Zdanie to - według badaczy - należy tłumaczyć nie tylko
przebiegiem śledztwa, lecz także odmową podpisania prośby o
ułaskawienie. Prośbę taką do ówczesnego prezydenta Bolesława
Bieruta skierował za nią jej obrońca. Bierut nie skorzystał z
prawa łaski.
Oskarżycielem
w procesie sanitariuszki był prokurator Wacław Krzyżanowski, który
dla 17-letniej wówczas dziewczyny zażądał kary śmierci.
Prokurator był oskarżany przez Instytut Pamięci Narodowej o udział
w zbrodniach komunistycznych, jednak dwukrotnie został uniewinniony
przez sąd. Wyroki sądowe, uwalniające Krzyżanowskiego od winy, dr
Niwiński określił jako "absurdalne". (źródło: Polska
Agencja Prasowa,02.08.2011r.)
Halina
i Jagoda nadal nieprzerwanie uczestniczyły w harcerskich spotkaniach
towarzyskich, które jak się później okazało, potraktowane
zostały przez organa Bezpieczeństwa Publicznego PRL jako
antypaństwowe działania mające na celu przygotowanie ich
uczestników do obalenia siłą ustroju PRL. Nastąpiły aresztowania
w ramach ogólnopolskiej „Akcji X” skierowanej przeciwko
środowisku wileńskiemu. Dnia 9 lipca 1948 r. funkcjonariusze Urzędu
Bezpieczeństwa zatrzymali siostry Mikołajewskie a prokurator
Wojskowej Prokuratury Rejonowej w Gdańsku - podpułkownik Jan Amons
wydał nakaz aresztowania sióstr Mikołajewskich z osadzeniem w
więzieniu karno-śledczym w Gdańsku. Jagodę i Halę umieszczono w
celach. Po ponad 450 dniach spędzonych w areszcie siostry
Mikołajewskie zostały skazane wyrokiem Wojskowego Sądu Rejonowego
w Gdańsku. W procesie, który odbył się 27 października 1949 r.

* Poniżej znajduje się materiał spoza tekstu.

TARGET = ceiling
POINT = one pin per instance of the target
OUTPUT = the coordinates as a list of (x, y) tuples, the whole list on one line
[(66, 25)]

Jagoda została skazana na karę 6 lat więzienia i pozbawienia praw
obywatelskich na 2 lata oraz przepadek mienia. Hala została skazana
na karę 2 lat więzienia i utratę praw obywatelskich na 5 lat.
Siostry
Mikołajewskie dożyły sędziwych dni, ale zapłaciły ogromną cenę
za wierność ideom niepodległościowym. Ich przykład pokazuje, że
pokolenie akowskie nie zaznało spokoju po ustąpieniu działań
wojennych. W zniewolonej Polsce osoby z AK były szkalowane,
inwigilowane, przesłuchiwane, więzione, maltretowane, a nawet
rozstrzeliwane, jak na przykład Inka, która za wiarę w wolną i
niepodległą Polskę zapłaciła najwyższą cenę.
Po
wielu latach jej osoba stała się symbolem walki niepodległościowej
młodego pokolenia Polaków, a na początku XXI wieku nakręcony
został dramat „Inka 1946”.
„ŻOŁNIERZOM
NIEZŁOMNYM…”
praca
dyplomowa magisterska wykonana na Akademii Sztuk Pięknych w Gdańsku
pod kierunkiem
prof.
Andrzeja Śramkiewicza
Tytuły
poszczególnych prac:
„Siostry
Mikołajewskie”, „Inka”, „Zagończyk”,
„Warszawska Łączka”
Technika:
obrazy wykonane na płycie OSB, technika mieszana. Do wykonania prac
użyto farb akrylowych i temperowych, tynków strukturalnych, siatki
tynkarskiej, a także elementów fotografii i fragmentów pisma.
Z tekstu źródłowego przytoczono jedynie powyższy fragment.